Ten teenagers have been sentenced to a total of 124 and-a-half years for murdering an 18-year-old as he walked home from a funfair.
Jack Woodley was stabbed in the back following an evening out at the fair in Houghton-le-Spring in October last year.
He died in hospital the following night.
Ten males, aged 14 to 18, were convicted in June after a trial at Newcastle Crown Court in which witnesses described how Jack was "isolated" by a mob who were "like zombies attacking an animal".
The 15-year-old who admitted to inflicting the fatal stab wound was sentenced to life with a minimum term of 17 years. He pleaded guilty to manslaughter before the trial began, but a jury found him guilty of murder.
Judge Rodney Jameson told him: "The fact you had a knife was not a secret. You knew Jack was unarmed.
"Instead, knowing he was unarmed and not looking for trouble, you decided to use violence.
"You stabbed in once to the right hip. You had the opportunity to withdraw. Instead you picked your moment to attack again and you stabbed him fatally in the back.
"You are being given a sentence longer than you have been alive. You will be 32 by the time you are eligible for release."
The youngest defendant, who is 14, was sentenced to a minimum term of eight years.
Judge Jameson said he was described by as a psychologist as a "vulnerable young boy".
The judge said he effectively had a learning disability and it reduced his capability.
He told him: "What you did was bad. You're not as much to blame as most of the others in the dock. You may find custody more difficult to deal with."
He is going to be eligible for release when he is 22-years-old.
The other eight defendants were sentenced to between eight and 15 years’ detention.
During the trial, mobile phone footage was played which showed the teenagers approaching and surrounding Jack.
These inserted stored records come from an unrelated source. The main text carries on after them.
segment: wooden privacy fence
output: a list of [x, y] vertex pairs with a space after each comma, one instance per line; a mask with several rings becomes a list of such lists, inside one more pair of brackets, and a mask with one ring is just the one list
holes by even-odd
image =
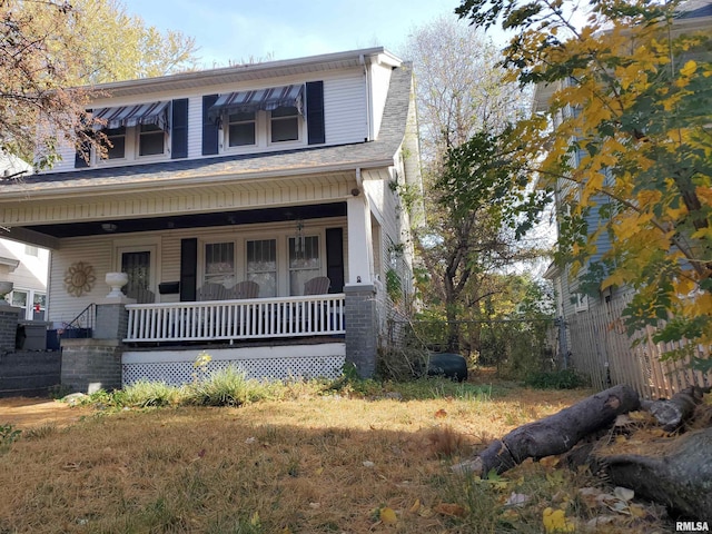
[[[661, 360], [663, 354], [684, 344], [653, 343], [652, 327], [629, 337], [622, 315], [631, 298], [632, 294], [623, 295], [567, 322], [573, 367], [593, 387], [627, 384], [645, 398], [670, 397], [690, 385], [710, 386], [712, 373], [692, 370], [689, 358]], [[695, 357], [710, 357], [710, 347], [698, 345], [693, 352]]]

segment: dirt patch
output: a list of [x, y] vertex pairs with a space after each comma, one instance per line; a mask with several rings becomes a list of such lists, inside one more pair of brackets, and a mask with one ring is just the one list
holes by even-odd
[[89, 407], [69, 406], [67, 403], [47, 398], [0, 398], [0, 425], [10, 424], [18, 428], [68, 426], [89, 414]]

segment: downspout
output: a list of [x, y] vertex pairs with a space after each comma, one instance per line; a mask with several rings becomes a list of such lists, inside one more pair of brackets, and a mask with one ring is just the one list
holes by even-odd
[[358, 62], [364, 67], [364, 79], [366, 85], [366, 137], [364, 138], [364, 141], [367, 142], [373, 140], [373, 132], [372, 132], [373, 126], [370, 120], [370, 115], [372, 115], [370, 76], [368, 75], [368, 66], [366, 65], [366, 58], [364, 57], [363, 53], [358, 56]]

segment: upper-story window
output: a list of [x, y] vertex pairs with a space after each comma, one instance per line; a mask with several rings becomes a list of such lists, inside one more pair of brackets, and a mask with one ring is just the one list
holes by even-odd
[[208, 120], [222, 130], [222, 147], [257, 146], [304, 139], [305, 86], [270, 87], [216, 97]]
[[169, 111], [168, 101], [95, 109], [92, 116], [105, 122], [105, 159], [132, 160], [166, 154]]
[[299, 110], [295, 106], [281, 106], [270, 113], [271, 142], [299, 139]]
[[166, 150], [166, 132], [157, 125], [140, 125], [138, 155], [156, 156]]
[[107, 128], [107, 159], [120, 159], [126, 157], [126, 127]]
[[228, 116], [228, 146], [255, 145], [255, 112], [237, 112]]

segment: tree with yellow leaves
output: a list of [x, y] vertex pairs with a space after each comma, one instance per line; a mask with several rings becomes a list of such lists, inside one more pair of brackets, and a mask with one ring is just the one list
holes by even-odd
[[577, 24], [572, 4], [464, 0], [456, 10], [513, 31], [503, 66], [546, 97], [497, 139], [500, 166], [526, 167], [556, 191], [560, 259], [586, 267], [589, 289], [635, 289], [631, 332], [654, 325], [655, 340], [709, 345], [712, 4], [591, 0]]
[[42, 168], [62, 138], [97, 144], [91, 85], [189, 70], [195, 52], [192, 38], [147, 27], [120, 0], [0, 1], [0, 151]]

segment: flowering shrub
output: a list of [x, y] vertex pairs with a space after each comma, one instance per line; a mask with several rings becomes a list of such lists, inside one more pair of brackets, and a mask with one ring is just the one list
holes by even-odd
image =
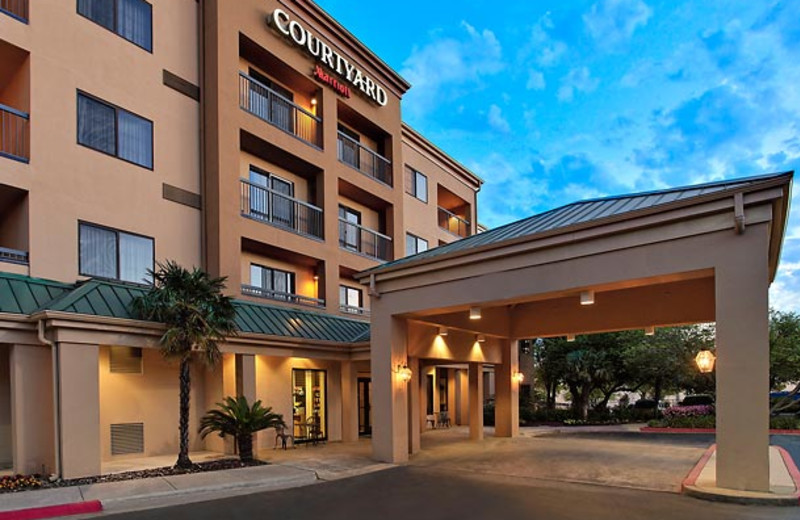
[[695, 406], [671, 406], [664, 410], [664, 419], [669, 422], [672, 419], [681, 419], [684, 417], [704, 417], [714, 415], [715, 410], [713, 405], [695, 405]]
[[13, 493], [42, 487], [42, 480], [38, 475], [11, 475], [0, 477], [0, 493]]

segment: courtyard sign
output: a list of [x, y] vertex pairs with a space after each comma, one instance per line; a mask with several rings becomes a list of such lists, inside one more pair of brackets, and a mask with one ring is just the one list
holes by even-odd
[[[317, 61], [326, 65], [347, 83], [353, 85], [362, 94], [380, 106], [386, 106], [389, 96], [386, 91], [377, 84], [375, 80], [364, 74], [358, 67], [350, 63], [347, 58], [331, 49], [328, 44], [323, 42], [318, 36], [314, 36], [308, 29], [303, 27], [298, 21], [291, 20], [289, 15], [282, 9], [275, 9], [267, 18], [267, 23], [281, 33], [288, 41], [298, 47], [302, 47]], [[349, 87], [331, 78], [318, 65], [314, 70], [315, 77], [331, 85], [342, 95], [346, 91], [349, 94]], [[324, 79], [326, 78], [327, 79]], [[343, 87], [343, 88], [342, 88]]]

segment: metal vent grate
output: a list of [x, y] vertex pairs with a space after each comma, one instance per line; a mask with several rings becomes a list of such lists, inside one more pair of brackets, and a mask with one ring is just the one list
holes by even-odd
[[144, 453], [144, 423], [111, 425], [111, 454]]
[[110, 347], [109, 364], [112, 374], [141, 374], [142, 349], [137, 347]]

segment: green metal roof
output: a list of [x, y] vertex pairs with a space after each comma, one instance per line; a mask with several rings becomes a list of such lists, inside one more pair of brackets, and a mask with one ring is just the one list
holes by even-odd
[[428, 251], [416, 255], [400, 258], [393, 262], [387, 262], [373, 267], [372, 269], [368, 269], [362, 274], [380, 273], [395, 267], [416, 264], [427, 259], [448, 255], [450, 253], [467, 251], [491, 244], [499, 244], [525, 236], [532, 237], [554, 230], [566, 230], [572, 226], [589, 222], [598, 221], [599, 223], [600, 221], [626, 213], [639, 212], [656, 206], [696, 199], [714, 193], [734, 191], [782, 177], [791, 179], [793, 174], [794, 172], [772, 173], [630, 195], [581, 200], [516, 222], [511, 222], [510, 224], [491, 229], [484, 233], [472, 235], [471, 237], [463, 238], [434, 249], [429, 249]]
[[50, 280], [0, 273], [0, 312], [31, 314], [72, 288]]
[[[58, 311], [138, 319], [131, 302], [139, 285], [91, 279], [75, 285], [0, 272], [0, 312]], [[369, 323], [322, 312], [234, 300], [240, 332], [336, 343], [369, 341]]]

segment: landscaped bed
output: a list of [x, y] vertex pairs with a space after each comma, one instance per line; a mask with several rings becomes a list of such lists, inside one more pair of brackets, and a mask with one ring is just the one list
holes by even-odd
[[70, 480], [57, 479], [52, 481], [48, 477], [42, 475], [12, 475], [0, 477], [0, 494], [29, 491], [32, 489], [85, 486], [89, 484], [102, 484], [105, 482], [121, 482], [123, 480], [170, 477], [175, 475], [204, 473], [207, 471], [221, 471], [226, 469], [263, 466], [266, 464], [268, 463], [260, 460], [242, 462], [239, 459], [219, 459], [208, 462], [200, 462], [187, 469], [176, 468], [174, 466], [165, 466], [162, 468], [152, 468], [141, 471], [126, 471], [125, 473], [112, 473], [110, 475], [97, 475], [94, 477], [84, 477]]

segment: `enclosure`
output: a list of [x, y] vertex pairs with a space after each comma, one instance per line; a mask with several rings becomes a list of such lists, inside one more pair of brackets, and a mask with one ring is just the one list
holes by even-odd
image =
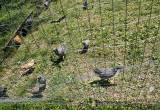
[[[157, 104], [160, 100], [159, 0], [0, 1], [0, 86], [2, 102], [52, 100], [83, 106], [97, 104]], [[33, 24], [17, 48], [13, 38], [31, 14]], [[89, 50], [78, 53], [82, 41]], [[8, 43], [11, 42], [11, 43]], [[55, 63], [53, 49], [67, 45], [64, 61]], [[4, 50], [4, 48], [7, 50]], [[34, 71], [22, 76], [21, 65], [34, 60]], [[101, 84], [93, 69], [124, 66]], [[42, 74], [46, 89], [31, 98], [28, 89]], [[107, 82], [103, 82], [107, 83]]]

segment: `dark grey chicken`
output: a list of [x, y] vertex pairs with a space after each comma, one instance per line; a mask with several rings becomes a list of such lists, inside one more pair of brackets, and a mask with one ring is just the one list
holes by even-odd
[[94, 72], [101, 78], [101, 80], [109, 79], [113, 77], [119, 70], [122, 70], [122, 66], [116, 66], [113, 68], [95, 68]]
[[66, 56], [67, 47], [66, 44], [61, 44], [59, 47], [53, 50], [59, 59], [64, 60]]
[[37, 83], [39, 84], [46, 84], [46, 78], [42, 75], [37, 77]]
[[0, 87], [0, 98], [2, 97], [8, 97], [6, 87]]
[[88, 2], [87, 2], [87, 0], [83, 0], [82, 8], [83, 8], [83, 10], [87, 10], [88, 9]]
[[83, 48], [80, 50], [80, 53], [83, 54], [83, 53], [86, 53], [88, 51], [88, 48], [89, 48], [89, 40], [85, 40], [82, 42], [83, 44]]
[[33, 98], [41, 97], [42, 92], [46, 89], [46, 79], [44, 76], [40, 75], [37, 77], [37, 83], [30, 92], [32, 93]]

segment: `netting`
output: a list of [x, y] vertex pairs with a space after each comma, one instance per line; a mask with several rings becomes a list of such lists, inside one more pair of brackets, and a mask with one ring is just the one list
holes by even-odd
[[[38, 100], [74, 104], [160, 100], [159, 0], [50, 0], [48, 7], [44, 1], [2, 0], [0, 6], [0, 85], [7, 87], [9, 96], [5, 101], [33, 100], [28, 89], [40, 74], [47, 87]], [[32, 27], [22, 36], [30, 13]], [[13, 38], [19, 34], [22, 44], [17, 45]], [[84, 40], [90, 41], [89, 49], [80, 54]], [[53, 49], [62, 43], [67, 53], [57, 63]], [[36, 62], [34, 70], [22, 76], [21, 65], [31, 60]], [[118, 65], [123, 71], [109, 84], [93, 71]]]

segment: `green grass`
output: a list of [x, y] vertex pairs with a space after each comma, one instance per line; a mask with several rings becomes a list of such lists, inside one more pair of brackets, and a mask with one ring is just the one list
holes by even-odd
[[1, 103], [0, 110], [158, 110], [159, 106], [98, 105], [74, 106], [60, 102], [30, 101], [22, 103]]
[[[35, 17], [34, 28], [32, 33], [25, 38], [25, 43], [1, 65], [0, 84], [8, 87], [9, 96], [30, 96], [26, 89], [34, 84], [35, 78], [40, 73], [43, 73], [47, 78], [45, 98], [64, 97], [75, 105], [88, 98], [109, 101], [136, 101], [144, 104], [158, 102], [160, 100], [160, 70], [159, 68], [156, 69], [154, 65], [148, 66], [146, 61], [152, 55], [158, 59], [158, 62], [160, 61], [160, 33], [158, 30], [160, 21], [157, 17], [159, 16], [160, 3], [157, 0], [153, 2], [153, 19], [151, 19], [149, 27], [151, 1], [142, 1], [140, 21], [143, 22], [140, 22], [137, 32], [135, 22], [139, 15], [139, 3], [129, 1], [127, 7], [128, 25], [125, 36], [125, 2], [121, 0], [114, 2], [115, 35], [112, 34], [113, 12], [110, 0], [101, 0], [101, 15], [98, 1], [94, 8], [90, 5], [89, 10], [84, 11], [81, 8], [81, 0], [76, 2], [64, 0], [62, 5], [67, 18], [61, 23], [50, 24], [51, 20], [63, 16], [60, 2], [52, 2], [48, 10], [43, 11], [39, 17]], [[29, 8], [24, 9], [24, 14], [30, 10]], [[19, 11], [17, 9], [11, 12], [13, 14], [12, 20], [17, 21], [17, 25], [22, 20], [14, 19]], [[4, 11], [0, 20], [8, 21], [5, 17], [7, 15]], [[17, 14], [17, 16], [19, 15]], [[7, 37], [2, 37], [2, 39], [7, 40], [10, 34], [8, 32], [5, 34]], [[81, 48], [81, 41], [85, 39], [91, 41], [90, 50], [87, 54], [80, 55], [77, 53], [77, 49]], [[36, 47], [35, 42], [40, 48]], [[52, 49], [62, 42], [66, 42], [68, 45], [67, 57], [59, 65], [53, 65], [50, 59], [53, 56]], [[4, 42], [0, 43], [4, 44]], [[144, 47], [144, 62], [139, 72]], [[155, 51], [152, 52], [153, 48]], [[91, 82], [98, 79], [92, 71], [95, 65], [98, 67], [111, 67], [114, 63], [123, 65], [124, 57], [128, 68], [124, 74], [119, 74], [111, 79], [112, 83], [117, 84], [116, 86], [104, 88], [90, 85]], [[20, 64], [28, 59], [35, 59], [37, 62], [35, 71], [30, 76], [20, 77]], [[132, 64], [135, 65], [134, 68], [132, 68]], [[141, 80], [139, 77], [144, 79]], [[151, 87], [155, 89], [149, 92]]]

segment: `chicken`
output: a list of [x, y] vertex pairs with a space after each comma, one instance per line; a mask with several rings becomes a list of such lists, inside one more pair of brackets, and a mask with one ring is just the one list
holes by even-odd
[[64, 60], [66, 56], [67, 47], [66, 44], [61, 44], [59, 47], [53, 50], [59, 59]]
[[113, 68], [95, 68], [94, 72], [101, 78], [101, 80], [108, 80], [109, 78], [113, 77], [119, 70], [122, 69], [122, 66], [116, 66]]
[[44, 0], [44, 6], [46, 9], [48, 9], [49, 6], [49, 0]]
[[14, 41], [14, 43], [15, 43], [16, 45], [21, 45], [21, 44], [22, 44], [22, 38], [21, 38], [20, 35], [16, 35], [16, 36], [14, 37], [13, 41]]
[[23, 70], [22, 76], [29, 75], [34, 71], [35, 61], [32, 59], [28, 63], [21, 65], [21, 69]]
[[83, 44], [83, 48], [80, 50], [80, 53], [83, 54], [83, 53], [86, 53], [88, 51], [88, 48], [89, 48], [89, 40], [85, 40], [82, 42]]
[[2, 97], [8, 97], [8, 95], [7, 95], [7, 88], [0, 86], [0, 98], [2, 98]]
[[46, 79], [44, 76], [40, 75], [37, 77], [37, 83], [30, 90], [32, 97], [42, 96], [42, 92], [46, 89]]
[[87, 0], [83, 0], [82, 8], [83, 8], [83, 10], [87, 10], [88, 9], [88, 2], [87, 2]]

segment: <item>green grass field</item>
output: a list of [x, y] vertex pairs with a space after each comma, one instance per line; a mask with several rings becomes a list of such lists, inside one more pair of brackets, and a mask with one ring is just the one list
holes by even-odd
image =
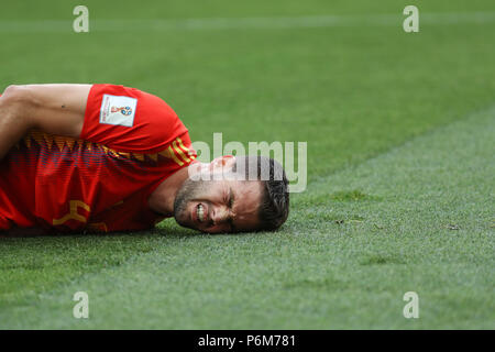
[[308, 187], [276, 233], [0, 238], [1, 329], [495, 329], [494, 1], [84, 3], [2, 3], [0, 89], [136, 87], [193, 140], [307, 142]]

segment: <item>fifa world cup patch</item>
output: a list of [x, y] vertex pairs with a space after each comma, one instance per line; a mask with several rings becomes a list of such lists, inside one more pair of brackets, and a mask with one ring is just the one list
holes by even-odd
[[132, 128], [136, 106], [138, 99], [135, 98], [103, 95], [100, 109], [100, 123]]

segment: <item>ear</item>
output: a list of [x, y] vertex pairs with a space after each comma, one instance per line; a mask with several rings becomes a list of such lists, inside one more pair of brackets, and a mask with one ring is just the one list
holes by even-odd
[[220, 170], [220, 169], [230, 169], [235, 163], [235, 156], [233, 155], [223, 155], [216, 157], [210, 163], [210, 170]]

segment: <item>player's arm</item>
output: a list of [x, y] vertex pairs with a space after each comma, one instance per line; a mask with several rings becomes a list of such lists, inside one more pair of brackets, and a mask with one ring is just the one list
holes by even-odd
[[91, 85], [9, 86], [0, 97], [0, 160], [36, 129], [79, 138]]

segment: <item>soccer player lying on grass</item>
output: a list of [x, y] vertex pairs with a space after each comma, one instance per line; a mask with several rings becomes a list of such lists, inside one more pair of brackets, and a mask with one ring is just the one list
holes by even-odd
[[[275, 230], [287, 219], [277, 162], [195, 158], [186, 127], [153, 95], [114, 85], [10, 86], [0, 97], [0, 232], [145, 230], [174, 216], [221, 233]], [[255, 178], [245, 177], [253, 169]]]

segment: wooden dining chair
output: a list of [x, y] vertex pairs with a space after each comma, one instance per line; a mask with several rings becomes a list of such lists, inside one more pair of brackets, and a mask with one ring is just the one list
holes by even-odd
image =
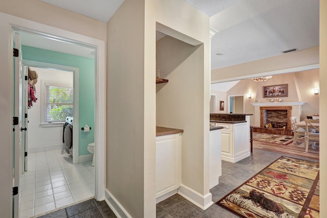
[[306, 136], [306, 130], [297, 127], [295, 124], [296, 123], [296, 117], [291, 117], [291, 125], [292, 125], [292, 129], [294, 137], [293, 139], [293, 143], [292, 146], [293, 146], [299, 138], [304, 138]]
[[315, 141], [319, 141], [319, 119], [305, 119], [306, 122], [306, 135], [305, 136], [305, 141], [306, 144], [306, 152], [308, 152], [309, 149], [309, 140]]

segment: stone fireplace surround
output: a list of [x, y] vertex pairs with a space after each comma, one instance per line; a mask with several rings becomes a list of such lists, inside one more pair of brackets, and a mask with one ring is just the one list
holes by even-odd
[[[288, 111], [288, 113], [290, 113], [289, 120], [288, 120], [287, 128], [291, 129], [290, 117], [295, 116], [296, 117], [296, 121], [299, 122], [303, 119], [301, 117], [302, 105], [306, 104], [305, 102], [258, 102], [251, 103], [254, 106], [254, 122], [253, 127], [263, 127], [263, 117], [262, 120], [261, 110], [260, 108], [270, 107], [270, 108], [276, 107], [291, 107], [292, 109]], [[282, 108], [281, 107], [280, 108]], [[286, 110], [284, 109], [284, 110]], [[287, 110], [287, 109], [286, 109]]]
[[271, 124], [273, 128], [291, 130], [292, 106], [260, 107], [260, 127]]

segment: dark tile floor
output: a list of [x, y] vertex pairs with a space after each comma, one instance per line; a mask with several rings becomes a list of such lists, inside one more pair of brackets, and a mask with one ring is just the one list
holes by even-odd
[[[222, 161], [222, 175], [219, 178], [219, 184], [210, 189], [213, 201], [216, 202], [282, 155], [275, 152], [253, 149], [250, 157], [237, 163]], [[156, 217], [160, 218], [239, 217], [215, 204], [206, 210], [202, 210], [178, 194], [158, 203], [156, 211]], [[116, 216], [104, 201], [98, 202], [95, 200], [90, 200], [41, 217], [93, 218]]]
[[51, 213], [40, 216], [42, 218], [116, 217], [106, 202], [89, 200]]

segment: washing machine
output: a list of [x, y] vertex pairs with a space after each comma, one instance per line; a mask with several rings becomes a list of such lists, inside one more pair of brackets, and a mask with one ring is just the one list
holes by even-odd
[[73, 124], [72, 116], [66, 117], [63, 124], [62, 142], [65, 144], [67, 152], [73, 156]]

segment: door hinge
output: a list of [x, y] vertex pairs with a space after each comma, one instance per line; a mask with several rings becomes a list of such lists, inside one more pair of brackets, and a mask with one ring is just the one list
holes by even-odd
[[14, 49], [14, 57], [18, 57], [19, 52], [18, 49]]
[[14, 116], [12, 117], [12, 125], [18, 125], [18, 116]]
[[18, 193], [18, 187], [17, 186], [15, 186], [12, 187], [12, 196], [15, 196]]

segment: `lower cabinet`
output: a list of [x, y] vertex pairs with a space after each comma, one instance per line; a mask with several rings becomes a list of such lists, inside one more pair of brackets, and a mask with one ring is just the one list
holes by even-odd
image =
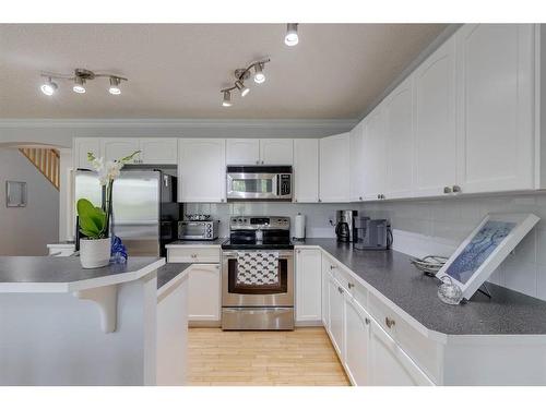
[[320, 250], [296, 250], [296, 322], [322, 320]]
[[426, 386], [434, 383], [376, 322], [370, 322], [369, 382], [371, 386]]
[[368, 313], [345, 298], [345, 371], [355, 386], [369, 384], [370, 325]]
[[219, 264], [193, 264], [188, 285], [188, 320], [191, 324], [221, 320], [221, 270]]

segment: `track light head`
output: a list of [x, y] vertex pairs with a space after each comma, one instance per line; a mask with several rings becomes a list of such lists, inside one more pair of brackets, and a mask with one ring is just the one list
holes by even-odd
[[245, 84], [240, 80], [235, 82], [235, 86], [237, 87], [237, 89], [239, 89], [241, 97], [247, 96], [247, 94], [250, 92], [250, 89], [245, 86]]
[[233, 105], [232, 103], [232, 92], [229, 91], [224, 91], [224, 100], [222, 101], [223, 107], [230, 107]]
[[56, 83], [54, 83], [51, 81], [51, 77], [49, 76], [45, 82], [44, 84], [41, 84], [41, 86], [39, 87], [41, 89], [41, 92], [47, 95], [47, 96], [51, 96], [55, 94], [55, 92], [57, 91], [58, 86]]
[[75, 76], [74, 77], [74, 86], [72, 87], [72, 91], [76, 94], [85, 94], [85, 80], [82, 79], [81, 76]]
[[298, 23], [286, 24], [286, 36], [284, 37], [284, 44], [286, 44], [288, 47], [294, 47], [298, 43]]
[[119, 83], [120, 80], [116, 76], [110, 76], [110, 87], [108, 88], [108, 92], [111, 95], [119, 95], [121, 94], [121, 89], [119, 88]]
[[265, 74], [263, 73], [263, 67], [261, 63], [254, 65], [254, 83], [262, 84], [265, 81]]

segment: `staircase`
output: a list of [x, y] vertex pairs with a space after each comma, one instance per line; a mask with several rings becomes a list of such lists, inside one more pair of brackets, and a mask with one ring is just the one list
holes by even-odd
[[22, 147], [19, 151], [51, 182], [55, 189], [59, 190], [59, 151], [39, 147]]

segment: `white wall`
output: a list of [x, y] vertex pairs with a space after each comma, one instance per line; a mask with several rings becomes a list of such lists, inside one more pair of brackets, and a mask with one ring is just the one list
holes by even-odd
[[[26, 182], [26, 207], [5, 207], [8, 180]], [[59, 192], [14, 148], [0, 148], [0, 255], [47, 254], [59, 240]]]
[[415, 256], [451, 255], [487, 213], [533, 213], [536, 227], [490, 281], [546, 300], [546, 193], [365, 204], [363, 215], [389, 218], [394, 249]]

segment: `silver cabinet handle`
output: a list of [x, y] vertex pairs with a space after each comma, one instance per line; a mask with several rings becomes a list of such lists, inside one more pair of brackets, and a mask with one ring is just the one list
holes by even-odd
[[384, 324], [389, 327], [392, 328], [396, 322], [392, 318], [389, 318], [388, 316], [384, 317]]

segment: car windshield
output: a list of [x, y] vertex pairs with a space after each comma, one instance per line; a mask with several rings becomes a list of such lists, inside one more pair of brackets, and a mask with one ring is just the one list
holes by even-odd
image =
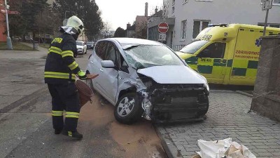
[[135, 69], [153, 66], [184, 65], [174, 53], [164, 46], [138, 45], [125, 49], [128, 64]]
[[83, 46], [83, 41], [76, 41], [76, 44], [78, 46]]
[[179, 52], [189, 53], [189, 54], [193, 54], [196, 51], [197, 51], [200, 48], [202, 48], [203, 46], [204, 46], [206, 44], [207, 44], [207, 42], [208, 42], [207, 41], [203, 41], [203, 40], [195, 41], [186, 46], [184, 48], [183, 48], [181, 50], [180, 50]]

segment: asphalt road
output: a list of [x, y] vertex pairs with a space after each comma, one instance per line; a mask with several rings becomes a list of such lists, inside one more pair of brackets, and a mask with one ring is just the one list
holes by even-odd
[[[87, 55], [76, 58], [82, 69]], [[0, 51], [1, 157], [166, 157], [150, 122], [118, 123], [98, 93], [83, 107], [80, 141], [55, 135], [50, 96], [43, 84], [46, 50]]]

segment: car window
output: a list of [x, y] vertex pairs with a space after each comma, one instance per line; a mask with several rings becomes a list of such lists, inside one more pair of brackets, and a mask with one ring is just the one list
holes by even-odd
[[165, 46], [139, 45], [129, 48], [125, 52], [128, 64], [136, 69], [153, 66], [185, 65]]
[[203, 46], [204, 46], [206, 44], [207, 44], [209, 41], [195, 41], [190, 44], [188, 44], [185, 47], [183, 47], [181, 50], [179, 51], [179, 52], [185, 53], [189, 53], [189, 54], [193, 54], [197, 50], [199, 50], [200, 48], [202, 48]]
[[115, 52], [116, 49], [115, 46], [111, 42], [108, 43], [104, 60], [111, 60], [115, 63], [115, 65], [117, 65]]
[[197, 55], [197, 58], [223, 58], [225, 55], [225, 44], [215, 42], [203, 49]]
[[106, 45], [106, 41], [99, 41], [95, 46], [95, 53], [102, 60], [105, 60]]

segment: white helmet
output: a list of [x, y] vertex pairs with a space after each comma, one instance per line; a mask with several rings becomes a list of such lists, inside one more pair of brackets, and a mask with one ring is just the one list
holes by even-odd
[[82, 20], [76, 16], [70, 17], [67, 20], [66, 26], [72, 27], [78, 32], [79, 34], [82, 34], [84, 29]]
[[81, 34], [84, 29], [82, 20], [76, 16], [71, 16], [67, 20], [66, 26], [61, 27], [64, 31], [71, 34]]

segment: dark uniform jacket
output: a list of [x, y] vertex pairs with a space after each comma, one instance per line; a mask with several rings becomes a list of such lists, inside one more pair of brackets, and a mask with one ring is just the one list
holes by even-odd
[[45, 65], [45, 83], [63, 84], [75, 81], [75, 74], [80, 70], [75, 61], [77, 53], [74, 38], [62, 34], [50, 44]]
One can be heard shouting "get the chopper out".
The group punched, kicked and stamped on Jack during the attack. Witnesses described it as like "animals attacking prey."
Ahead of sentencing, nine of the defendants launched a bid to get their convictions overturned.
A spokesman for the Crown Prosecution Service (CPS) said: "We can confirm that we have now received notices to appeal against conviction from nine of the 10 defendants found guilty in this case."